Do que o mundo precisa?
Recentemente ouvia uma música cuja letra dizia: "E o mundo precisa de uma celebração, de uma palavra de amor pra sarar o coração".
Antes de tecer uma crítica, deixe me adiantar que reconheço o que há de correto por trás desta frase na letra da música. De fato há uma percepção, acertada, de que há algo errado no coração humano que carece de uma cura. A expressão cura das almas é mais que centenária.
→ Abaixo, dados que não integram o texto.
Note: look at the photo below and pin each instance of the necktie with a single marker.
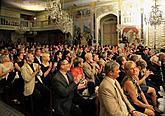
(119, 93)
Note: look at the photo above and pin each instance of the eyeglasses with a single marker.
(133, 68)
(65, 63)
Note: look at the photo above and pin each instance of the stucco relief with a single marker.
(104, 10)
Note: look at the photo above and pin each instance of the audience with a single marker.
(113, 102)
(133, 91)
(84, 67)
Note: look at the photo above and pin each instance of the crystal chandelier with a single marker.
(20, 29)
(155, 15)
(59, 17)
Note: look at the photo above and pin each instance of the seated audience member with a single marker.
(113, 102)
(162, 60)
(133, 91)
(121, 60)
(63, 87)
(18, 82)
(156, 79)
(77, 72)
(148, 91)
(57, 57)
(89, 68)
(33, 85)
(6, 75)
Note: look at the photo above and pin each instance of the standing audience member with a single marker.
(90, 72)
(46, 67)
(6, 75)
(63, 87)
(37, 58)
(33, 85)
(18, 82)
(113, 102)
(121, 60)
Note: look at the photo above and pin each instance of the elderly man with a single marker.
(33, 85)
(63, 87)
(113, 102)
(90, 72)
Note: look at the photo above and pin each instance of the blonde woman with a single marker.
(46, 67)
(133, 91)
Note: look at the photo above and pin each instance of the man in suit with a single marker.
(113, 102)
(63, 88)
(37, 58)
(33, 85)
(90, 72)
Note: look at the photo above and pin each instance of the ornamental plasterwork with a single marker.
(104, 9)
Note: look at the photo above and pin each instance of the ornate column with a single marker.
(119, 20)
Ela, contudo, tinha uma conotação bem diferente na que tem hoje. Antes ela apontava para o trabalho pastoral, aquele que era preocupado em "curar", ou seja, cuidar das almas que estavam sob o pastor. A presença e necessidade da figura do pastor não se dá porque a igreja assim o diz ou quer; mas porque precisamos. Carecemos de cuidado, e aprouve a Deus fornecer pastores para o seu povo, fossem em forma de reis, profetas e sacerdotes, ou apóstolos no passado, como pastores no presente tempo.
Reconheço também que a tristeza não é marca de cristianismo. Pelo contrário, a Escritura diz que "a alegria do Senhor é a nossa força" (Nm 8.10). O salmista canta alegremente a felicidade do convite para ir à casa de Deus (Sl 122.1; Cf. tb.: Gl 5.22). Muito poderia ser dito sobre isso, mas meu objetivo é outro. Meu objetivo é falar sobre a relação do que está errado com o coração humano, sua real necessidade e a proposta moderna do evangelicalismo para "sarar" o problema percebido.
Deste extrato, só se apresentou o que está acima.